Reputation: 376
In TF 1.x, it was possible to build layers with custom variables. Here's an example:
import numpy as np
import tensorflow as tf
def make_custom_getter(custom_variables):
def custom_getter(getter, name, **kwargs):
if name in custom_variables:
variable = custom_variables[name]
else:
variable = getter(name, **kwargs)
return variable
return custom_getter
# Make a custom getter for the dense layer variables.
# Note: custom variables can result from arbitrary computation;
# for the sake of this example, we make them just constant tensors.
custom_variables = {
"model/dense/kernel": tf.constant(
np.random.rand(784, 64), name="custom_kernel", dtype=tf.float32),
"model/dense/bias": tf.constant(
np.random.rand(64), name="custom_bias", dtype=tf.float32),
}
custom_getter = make_custom_getter(custom_variables)
# Compute hiddens using a dense layer with custom variables.
x = tf.random.normal(shape=(1, 784), name="inputs")
with tf.variable_scope("model", custom_getter=custom_getter):
Layer = tf.layers.Dense(64)
hiddens = Layer(x)
print(Layer.variables)
The printed variables of the constructed dense layer will be custom tensors we specified in the custom_variables
dict:
[<tf.Tensor 'custom_kernel:0' shape=(784, 64) dtype=float32>, <tf.Tensor 'custom_bias:0' shape=(64,) dtype=float32>]
This allows us to create layers/models that use provided tensors in custom_variables
directly as their weights, so that we could further differentiate the output of the layers/models with respect to any tensors that custom_variables
may depend on (particularly useful for implementing functionality in modulating sub-nets, parameter generation, meta-learning, etc.).
Variable scopes used to make it easy to nest all off graph-building inside scopes with custom getters and build models on top of the provided tensors as their parameters.
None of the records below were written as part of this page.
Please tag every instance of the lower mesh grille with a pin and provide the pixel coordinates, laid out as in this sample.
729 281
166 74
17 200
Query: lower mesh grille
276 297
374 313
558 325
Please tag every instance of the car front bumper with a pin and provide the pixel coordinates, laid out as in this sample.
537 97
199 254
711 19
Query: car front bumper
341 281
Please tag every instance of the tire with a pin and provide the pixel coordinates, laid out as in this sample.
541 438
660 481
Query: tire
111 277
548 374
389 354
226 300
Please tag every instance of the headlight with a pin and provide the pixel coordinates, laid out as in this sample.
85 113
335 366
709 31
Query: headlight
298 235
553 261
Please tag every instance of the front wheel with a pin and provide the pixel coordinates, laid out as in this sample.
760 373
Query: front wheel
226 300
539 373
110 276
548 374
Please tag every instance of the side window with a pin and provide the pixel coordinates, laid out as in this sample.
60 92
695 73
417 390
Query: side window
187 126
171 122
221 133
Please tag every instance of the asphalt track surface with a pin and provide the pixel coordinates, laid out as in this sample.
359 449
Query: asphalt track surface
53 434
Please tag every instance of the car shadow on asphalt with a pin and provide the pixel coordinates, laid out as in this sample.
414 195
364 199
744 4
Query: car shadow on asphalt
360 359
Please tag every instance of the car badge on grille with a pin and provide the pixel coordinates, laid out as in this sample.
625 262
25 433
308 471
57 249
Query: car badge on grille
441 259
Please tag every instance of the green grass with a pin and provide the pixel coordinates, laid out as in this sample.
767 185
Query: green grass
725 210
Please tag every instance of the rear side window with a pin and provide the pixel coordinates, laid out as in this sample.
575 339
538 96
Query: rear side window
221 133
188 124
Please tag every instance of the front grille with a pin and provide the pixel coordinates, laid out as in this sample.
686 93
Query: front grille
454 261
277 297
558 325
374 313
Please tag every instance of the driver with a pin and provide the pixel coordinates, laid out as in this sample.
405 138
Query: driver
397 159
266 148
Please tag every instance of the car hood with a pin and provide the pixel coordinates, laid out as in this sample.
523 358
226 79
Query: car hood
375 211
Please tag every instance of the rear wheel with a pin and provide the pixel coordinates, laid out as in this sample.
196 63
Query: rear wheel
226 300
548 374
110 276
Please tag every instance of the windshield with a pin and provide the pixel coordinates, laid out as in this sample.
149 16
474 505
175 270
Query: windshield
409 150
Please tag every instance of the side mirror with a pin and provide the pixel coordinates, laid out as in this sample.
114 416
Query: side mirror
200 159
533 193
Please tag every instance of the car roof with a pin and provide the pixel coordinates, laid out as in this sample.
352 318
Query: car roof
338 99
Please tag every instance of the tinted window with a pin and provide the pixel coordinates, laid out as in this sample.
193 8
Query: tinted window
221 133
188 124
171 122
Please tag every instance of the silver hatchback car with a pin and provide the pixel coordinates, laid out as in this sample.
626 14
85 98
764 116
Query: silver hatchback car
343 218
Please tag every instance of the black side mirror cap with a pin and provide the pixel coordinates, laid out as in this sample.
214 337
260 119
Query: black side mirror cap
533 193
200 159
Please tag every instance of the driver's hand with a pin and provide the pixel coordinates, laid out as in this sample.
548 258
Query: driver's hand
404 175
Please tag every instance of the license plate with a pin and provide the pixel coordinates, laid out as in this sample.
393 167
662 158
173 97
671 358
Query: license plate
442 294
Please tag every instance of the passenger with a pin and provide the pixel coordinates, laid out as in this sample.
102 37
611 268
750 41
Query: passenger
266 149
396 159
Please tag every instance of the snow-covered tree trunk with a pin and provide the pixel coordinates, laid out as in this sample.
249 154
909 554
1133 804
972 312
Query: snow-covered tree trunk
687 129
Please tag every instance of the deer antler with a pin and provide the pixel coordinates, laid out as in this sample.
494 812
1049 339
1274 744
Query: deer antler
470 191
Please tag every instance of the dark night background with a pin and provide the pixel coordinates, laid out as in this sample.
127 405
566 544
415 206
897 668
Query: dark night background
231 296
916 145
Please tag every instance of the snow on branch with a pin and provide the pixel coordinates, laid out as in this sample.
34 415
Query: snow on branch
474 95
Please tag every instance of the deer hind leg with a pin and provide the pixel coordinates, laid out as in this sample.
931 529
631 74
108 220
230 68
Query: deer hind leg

Since sessions and variable scopes are no longer advisable in TF 2.0 (and all of that low-level stuff is moved to tf.compat.v1
), what would be the best practice to implement the above using Keras and TF 2.0?
(Related issue on GitHub.)
Upvotes: 6
Views: 3672
Reputation: 86600
Given you have:
kernel = createTheKernelVarBasedOnWhatYouWant() #shape (784, 64)
bias = createTheBiasVarBasedOnWhatYouWant() #shape (64,)
Make a simple function copying the code from Dense
:
def custom_dense(x):
inputs, kernel, bias = x
outputs = K.dot(inputs, kernel)
outputs = K.bias_add(outputs, bias, data_format='channels_last')
return outputs
Use the function in a Lambda
layer:
layer = Lambda(custom_dense)
hiddens = layer([x, kernel, bias])
Warning:
kernel
andbias
must be produced from a Keras layer, or come from ankernel = Input(tensor=the_kernel_var)
andbias = Input(tensor=bias_var)
If the warning above is bad for you, you can always use kernel
and bias
"from outside", like:
def custom_dense(inputs):
outputs = K.dot(inputs, kernel) #where kernel is not part of the arguments anymore
outputs = K.bias_add(outputs, bias, data_format='channels_last')
return outputs
layer = Lambda(custom_dense)
hiddens = layer(x)
This last option makes it a bit more complicated to save/load models.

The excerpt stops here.